Причем, перед этим, он делал на голове что-то наподобие «рогов» из своих желто-рыжих волос, надевал темные очки и в таком «чертовском» виде – вваливался на кухню. Я его дико боялся, как самого настоящего черта, он знал это и старался появляться, как можно чаще, да еще с каким-нибудь диким криком, а потом- покатывался со смеху.
Потому его дикое выражение лица и отложилось в моей памяти первой фотографией и на всю жизнь. Судьбе было угодно именно три первых моих отпечатка памяти, связать с этим фашистом.
Первым, как я сказал – было его лицо-образ.
Вторым жизненным моментом, отпечатавшимся в моей детской памяти, был торчащий из-за печной трубы ствол пистолета. Мне, забившемуся в угол, между грубой кухонной плиты и вытяжкой дымовой трубы русской печи, был виден только ствол пистолета и палец на спусковом крючке. Потом из того ствола прогремело три всплеска – выстрела…., как три ужасных раската грома на маленькой (1,5х 1,5 м) нашей печке, лишивших меня тогда слуха и речи….
Как после выяснилось, стрелявшему – просто не хотелось забираться на печь, поэтому он, ругаясь на весь дом, стрелял в меня, стоя на полу кухни, с каждым выстрелом забирая правее и пытаясь меня таким образом достать….И он достал бы, конечно, если бы не вбежавшая бабушка, схватившая его за ноги и умолявшая не стрелять. Людвиг, а стрелял именно он, зло отталкивал её ногами и только вбежавший, самый молодой из них, немец, выбил у него из рук пистолет и увел в их комнату. (Об этом случае- почему именно в меня стреляли – тоже можно почитать в материале «Свидетель», здесь же в этом разделе).

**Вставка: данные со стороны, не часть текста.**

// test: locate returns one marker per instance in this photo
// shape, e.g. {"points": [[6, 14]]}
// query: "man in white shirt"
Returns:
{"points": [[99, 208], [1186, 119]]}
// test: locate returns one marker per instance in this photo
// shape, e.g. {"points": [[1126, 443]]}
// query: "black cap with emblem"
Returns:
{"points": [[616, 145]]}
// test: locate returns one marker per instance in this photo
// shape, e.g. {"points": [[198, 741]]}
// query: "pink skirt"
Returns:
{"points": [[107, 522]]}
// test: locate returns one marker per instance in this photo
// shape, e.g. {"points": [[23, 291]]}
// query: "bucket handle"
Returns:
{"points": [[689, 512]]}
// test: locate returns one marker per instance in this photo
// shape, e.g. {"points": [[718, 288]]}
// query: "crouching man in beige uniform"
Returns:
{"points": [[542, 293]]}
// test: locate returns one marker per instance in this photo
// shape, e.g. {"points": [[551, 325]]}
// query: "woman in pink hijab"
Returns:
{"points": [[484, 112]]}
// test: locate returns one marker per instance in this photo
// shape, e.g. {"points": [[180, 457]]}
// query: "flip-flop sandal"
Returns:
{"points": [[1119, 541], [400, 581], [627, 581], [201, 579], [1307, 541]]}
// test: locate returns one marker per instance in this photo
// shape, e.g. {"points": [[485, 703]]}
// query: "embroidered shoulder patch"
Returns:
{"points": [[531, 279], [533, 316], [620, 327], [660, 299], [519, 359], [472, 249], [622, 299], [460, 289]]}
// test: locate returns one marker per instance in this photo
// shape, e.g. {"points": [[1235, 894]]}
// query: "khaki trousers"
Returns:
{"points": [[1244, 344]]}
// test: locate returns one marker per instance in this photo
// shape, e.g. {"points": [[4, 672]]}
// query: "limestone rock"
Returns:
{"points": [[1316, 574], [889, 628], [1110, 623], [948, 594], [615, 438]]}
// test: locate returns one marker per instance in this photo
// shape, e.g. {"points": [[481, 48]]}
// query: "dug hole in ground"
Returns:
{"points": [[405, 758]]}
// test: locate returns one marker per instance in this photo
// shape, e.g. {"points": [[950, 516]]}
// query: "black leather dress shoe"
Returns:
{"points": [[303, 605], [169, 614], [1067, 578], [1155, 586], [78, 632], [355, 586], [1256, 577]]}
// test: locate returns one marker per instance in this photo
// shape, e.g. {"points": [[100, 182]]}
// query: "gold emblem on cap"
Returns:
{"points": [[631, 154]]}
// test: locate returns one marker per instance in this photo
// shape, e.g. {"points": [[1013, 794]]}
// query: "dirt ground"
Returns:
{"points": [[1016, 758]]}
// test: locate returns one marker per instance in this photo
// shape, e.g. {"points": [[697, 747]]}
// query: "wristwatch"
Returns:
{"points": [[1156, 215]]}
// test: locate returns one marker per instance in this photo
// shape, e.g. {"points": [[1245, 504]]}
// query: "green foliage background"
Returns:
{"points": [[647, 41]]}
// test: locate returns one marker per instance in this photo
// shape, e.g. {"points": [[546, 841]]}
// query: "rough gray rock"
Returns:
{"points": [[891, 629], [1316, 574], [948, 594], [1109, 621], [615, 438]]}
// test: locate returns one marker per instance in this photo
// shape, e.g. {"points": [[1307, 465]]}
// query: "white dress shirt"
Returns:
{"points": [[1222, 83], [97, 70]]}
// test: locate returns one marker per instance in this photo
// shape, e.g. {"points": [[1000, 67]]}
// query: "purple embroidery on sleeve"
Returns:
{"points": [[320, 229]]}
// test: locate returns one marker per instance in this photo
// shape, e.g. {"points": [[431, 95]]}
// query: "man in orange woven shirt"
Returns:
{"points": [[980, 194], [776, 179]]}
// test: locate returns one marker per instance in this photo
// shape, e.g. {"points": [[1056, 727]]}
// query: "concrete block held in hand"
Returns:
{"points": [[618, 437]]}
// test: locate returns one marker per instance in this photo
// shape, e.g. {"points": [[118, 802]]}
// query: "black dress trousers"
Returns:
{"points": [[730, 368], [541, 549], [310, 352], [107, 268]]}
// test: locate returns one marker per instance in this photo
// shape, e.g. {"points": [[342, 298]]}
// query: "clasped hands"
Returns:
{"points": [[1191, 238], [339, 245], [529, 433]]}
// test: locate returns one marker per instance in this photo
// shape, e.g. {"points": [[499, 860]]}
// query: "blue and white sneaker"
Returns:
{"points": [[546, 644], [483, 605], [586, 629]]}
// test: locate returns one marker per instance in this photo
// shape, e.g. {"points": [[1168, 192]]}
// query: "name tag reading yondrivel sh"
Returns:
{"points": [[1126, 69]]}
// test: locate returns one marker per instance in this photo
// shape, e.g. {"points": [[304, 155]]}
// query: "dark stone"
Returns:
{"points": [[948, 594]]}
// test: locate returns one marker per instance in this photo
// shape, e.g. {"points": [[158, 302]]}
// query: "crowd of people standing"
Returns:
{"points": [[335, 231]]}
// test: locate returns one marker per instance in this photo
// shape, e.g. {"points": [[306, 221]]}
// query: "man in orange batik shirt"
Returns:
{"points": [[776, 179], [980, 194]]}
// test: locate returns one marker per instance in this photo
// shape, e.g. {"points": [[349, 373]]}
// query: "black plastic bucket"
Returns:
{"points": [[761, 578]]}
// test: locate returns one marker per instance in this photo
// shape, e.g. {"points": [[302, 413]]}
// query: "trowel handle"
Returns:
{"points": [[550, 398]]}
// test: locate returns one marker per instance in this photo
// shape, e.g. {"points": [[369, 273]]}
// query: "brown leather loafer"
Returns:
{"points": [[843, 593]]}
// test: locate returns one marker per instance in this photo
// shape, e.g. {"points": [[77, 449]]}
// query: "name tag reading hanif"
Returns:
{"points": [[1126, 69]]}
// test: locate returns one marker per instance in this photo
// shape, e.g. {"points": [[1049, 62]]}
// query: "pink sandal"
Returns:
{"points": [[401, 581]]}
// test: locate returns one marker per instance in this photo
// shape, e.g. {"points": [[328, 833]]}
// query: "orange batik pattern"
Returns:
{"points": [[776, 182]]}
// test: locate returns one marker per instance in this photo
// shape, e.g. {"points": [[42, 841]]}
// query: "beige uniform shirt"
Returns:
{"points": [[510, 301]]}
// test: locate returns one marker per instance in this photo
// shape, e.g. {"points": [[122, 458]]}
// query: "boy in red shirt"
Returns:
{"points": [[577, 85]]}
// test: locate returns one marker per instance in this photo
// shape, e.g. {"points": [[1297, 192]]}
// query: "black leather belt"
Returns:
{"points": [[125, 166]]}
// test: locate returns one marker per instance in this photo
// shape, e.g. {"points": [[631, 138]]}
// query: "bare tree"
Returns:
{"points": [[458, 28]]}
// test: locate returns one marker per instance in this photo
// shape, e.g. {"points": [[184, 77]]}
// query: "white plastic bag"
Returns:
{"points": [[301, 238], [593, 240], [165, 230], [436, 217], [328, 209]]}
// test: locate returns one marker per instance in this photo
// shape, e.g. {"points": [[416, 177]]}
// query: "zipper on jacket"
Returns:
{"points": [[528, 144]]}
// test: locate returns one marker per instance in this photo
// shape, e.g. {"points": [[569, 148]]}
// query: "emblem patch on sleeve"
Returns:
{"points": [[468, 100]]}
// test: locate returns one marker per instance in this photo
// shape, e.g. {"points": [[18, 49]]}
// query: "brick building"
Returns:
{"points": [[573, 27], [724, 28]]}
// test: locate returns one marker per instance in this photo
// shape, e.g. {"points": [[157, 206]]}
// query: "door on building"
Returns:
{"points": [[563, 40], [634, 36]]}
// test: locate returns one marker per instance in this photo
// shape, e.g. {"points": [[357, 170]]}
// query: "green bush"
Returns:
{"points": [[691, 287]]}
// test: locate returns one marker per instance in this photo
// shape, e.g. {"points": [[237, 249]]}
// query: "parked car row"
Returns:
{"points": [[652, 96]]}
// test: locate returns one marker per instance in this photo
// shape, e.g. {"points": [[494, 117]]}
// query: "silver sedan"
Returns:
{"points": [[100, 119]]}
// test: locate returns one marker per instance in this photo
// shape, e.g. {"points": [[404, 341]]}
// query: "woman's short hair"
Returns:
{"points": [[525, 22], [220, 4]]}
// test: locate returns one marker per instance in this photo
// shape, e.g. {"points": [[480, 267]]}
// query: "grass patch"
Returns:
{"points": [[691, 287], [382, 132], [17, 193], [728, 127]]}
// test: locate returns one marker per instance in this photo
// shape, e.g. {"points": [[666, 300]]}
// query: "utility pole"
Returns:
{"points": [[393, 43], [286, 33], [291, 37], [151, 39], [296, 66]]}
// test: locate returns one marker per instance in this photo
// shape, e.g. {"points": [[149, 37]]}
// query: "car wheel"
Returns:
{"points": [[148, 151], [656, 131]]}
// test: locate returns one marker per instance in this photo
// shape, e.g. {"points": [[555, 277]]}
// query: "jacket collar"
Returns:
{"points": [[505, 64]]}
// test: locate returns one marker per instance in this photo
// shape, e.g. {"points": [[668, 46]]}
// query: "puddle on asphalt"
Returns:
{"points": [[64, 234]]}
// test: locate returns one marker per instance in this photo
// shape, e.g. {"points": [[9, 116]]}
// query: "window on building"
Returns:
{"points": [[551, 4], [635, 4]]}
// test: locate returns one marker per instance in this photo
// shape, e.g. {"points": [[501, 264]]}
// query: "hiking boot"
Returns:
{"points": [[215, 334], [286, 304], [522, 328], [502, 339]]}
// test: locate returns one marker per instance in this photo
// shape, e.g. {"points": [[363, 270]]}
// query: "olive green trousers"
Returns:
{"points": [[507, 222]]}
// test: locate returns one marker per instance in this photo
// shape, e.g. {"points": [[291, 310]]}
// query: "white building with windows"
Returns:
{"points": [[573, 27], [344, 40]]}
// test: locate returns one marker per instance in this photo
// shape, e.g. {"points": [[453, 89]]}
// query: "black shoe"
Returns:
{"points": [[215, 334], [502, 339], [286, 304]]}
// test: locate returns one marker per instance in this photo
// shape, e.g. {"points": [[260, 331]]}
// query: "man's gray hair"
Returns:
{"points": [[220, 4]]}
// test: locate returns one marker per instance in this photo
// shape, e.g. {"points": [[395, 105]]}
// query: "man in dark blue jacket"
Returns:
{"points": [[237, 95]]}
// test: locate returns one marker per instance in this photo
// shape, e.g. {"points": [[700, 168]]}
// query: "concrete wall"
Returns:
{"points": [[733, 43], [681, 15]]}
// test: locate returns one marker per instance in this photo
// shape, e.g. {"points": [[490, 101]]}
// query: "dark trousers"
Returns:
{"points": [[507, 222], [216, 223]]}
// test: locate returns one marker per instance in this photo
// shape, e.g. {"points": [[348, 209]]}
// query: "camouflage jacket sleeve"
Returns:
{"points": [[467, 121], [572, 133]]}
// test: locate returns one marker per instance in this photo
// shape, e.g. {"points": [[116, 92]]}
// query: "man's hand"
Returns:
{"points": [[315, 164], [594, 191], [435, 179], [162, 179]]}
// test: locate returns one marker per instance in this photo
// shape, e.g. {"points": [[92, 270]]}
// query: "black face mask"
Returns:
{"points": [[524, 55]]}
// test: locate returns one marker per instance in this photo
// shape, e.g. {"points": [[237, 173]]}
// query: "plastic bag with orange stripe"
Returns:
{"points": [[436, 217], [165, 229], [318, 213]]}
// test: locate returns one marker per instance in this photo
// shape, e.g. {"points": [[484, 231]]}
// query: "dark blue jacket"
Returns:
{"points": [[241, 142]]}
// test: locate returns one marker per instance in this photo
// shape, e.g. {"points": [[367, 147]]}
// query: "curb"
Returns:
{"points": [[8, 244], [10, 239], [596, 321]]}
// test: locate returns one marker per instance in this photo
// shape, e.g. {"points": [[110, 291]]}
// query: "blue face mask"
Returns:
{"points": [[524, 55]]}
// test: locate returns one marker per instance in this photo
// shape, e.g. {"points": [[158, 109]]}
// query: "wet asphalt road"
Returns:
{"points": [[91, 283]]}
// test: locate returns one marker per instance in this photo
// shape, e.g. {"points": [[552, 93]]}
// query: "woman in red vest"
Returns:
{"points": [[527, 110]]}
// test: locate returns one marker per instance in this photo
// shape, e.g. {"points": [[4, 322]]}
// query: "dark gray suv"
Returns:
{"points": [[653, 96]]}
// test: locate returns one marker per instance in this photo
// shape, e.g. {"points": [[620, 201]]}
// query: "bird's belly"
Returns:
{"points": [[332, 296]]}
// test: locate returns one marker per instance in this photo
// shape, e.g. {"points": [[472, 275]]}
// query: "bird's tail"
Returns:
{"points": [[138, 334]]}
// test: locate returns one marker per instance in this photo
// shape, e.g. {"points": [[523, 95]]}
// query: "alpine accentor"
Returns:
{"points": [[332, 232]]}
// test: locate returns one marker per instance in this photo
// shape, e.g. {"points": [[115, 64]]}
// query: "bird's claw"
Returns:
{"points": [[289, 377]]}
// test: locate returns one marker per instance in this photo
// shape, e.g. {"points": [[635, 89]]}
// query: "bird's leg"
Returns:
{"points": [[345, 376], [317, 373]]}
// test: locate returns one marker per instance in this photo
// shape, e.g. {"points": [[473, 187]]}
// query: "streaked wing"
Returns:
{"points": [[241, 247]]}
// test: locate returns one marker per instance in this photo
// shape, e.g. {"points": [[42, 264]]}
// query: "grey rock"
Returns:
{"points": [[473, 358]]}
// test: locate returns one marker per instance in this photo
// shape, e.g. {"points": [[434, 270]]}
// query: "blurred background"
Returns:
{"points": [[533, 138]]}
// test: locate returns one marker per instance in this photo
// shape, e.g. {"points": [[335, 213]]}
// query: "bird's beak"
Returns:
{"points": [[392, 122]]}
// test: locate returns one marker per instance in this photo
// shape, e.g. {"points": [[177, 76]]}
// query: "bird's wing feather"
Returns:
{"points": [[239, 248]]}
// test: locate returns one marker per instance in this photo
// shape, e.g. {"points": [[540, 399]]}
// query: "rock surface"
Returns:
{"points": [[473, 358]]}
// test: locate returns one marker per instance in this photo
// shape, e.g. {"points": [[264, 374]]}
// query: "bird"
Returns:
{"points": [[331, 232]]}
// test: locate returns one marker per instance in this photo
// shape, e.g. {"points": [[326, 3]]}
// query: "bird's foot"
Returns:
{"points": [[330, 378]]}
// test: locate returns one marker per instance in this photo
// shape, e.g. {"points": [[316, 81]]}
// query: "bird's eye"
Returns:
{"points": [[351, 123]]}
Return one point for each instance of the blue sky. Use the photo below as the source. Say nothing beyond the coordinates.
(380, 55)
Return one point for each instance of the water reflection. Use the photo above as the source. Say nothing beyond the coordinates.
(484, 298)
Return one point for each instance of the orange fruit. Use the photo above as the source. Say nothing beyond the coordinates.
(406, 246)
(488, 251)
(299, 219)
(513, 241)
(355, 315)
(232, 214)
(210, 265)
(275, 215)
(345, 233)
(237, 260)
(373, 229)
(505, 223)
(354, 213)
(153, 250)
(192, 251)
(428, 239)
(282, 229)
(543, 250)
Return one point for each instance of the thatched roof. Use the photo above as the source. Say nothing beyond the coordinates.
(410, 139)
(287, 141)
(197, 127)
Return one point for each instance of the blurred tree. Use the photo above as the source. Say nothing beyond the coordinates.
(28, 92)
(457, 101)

И третье мое по жизни «памятное» фото, тоже связано с этим моим личным недругом. Понятно, что наши постояльцы и жили отдельно, и питались отдельно. Мы, трое ребят – спали на печке, бабушка- на кровати в кухне. Пространство печи отделяла от комнаты, где жили незваные гости, – стенка в полкирпича. В ней было отверстие, размером в кирпич, мы его на ночь затыкали подушкой. Днем его открывали для доступа воздуха на печку. Моя голова, если её наклонить- свободно проходила в то отверстие. Я просовывал голову в соседнюю комнату, находясь в «раздвоенном положении»-голова – там, а туловище- на печке и рассматривал, где и что там лежало. А там было что посмотреть! Разные консервы, мясные, рыбные, в диковинных овальных банках, какие-то упакованные коробки с хлебцами, сухарями, которые лежали отдельно на тумбочках. И даже – предел моих мечтаний в то время – губная гармошка, на ней по вечерам играл младший по возрасту немец.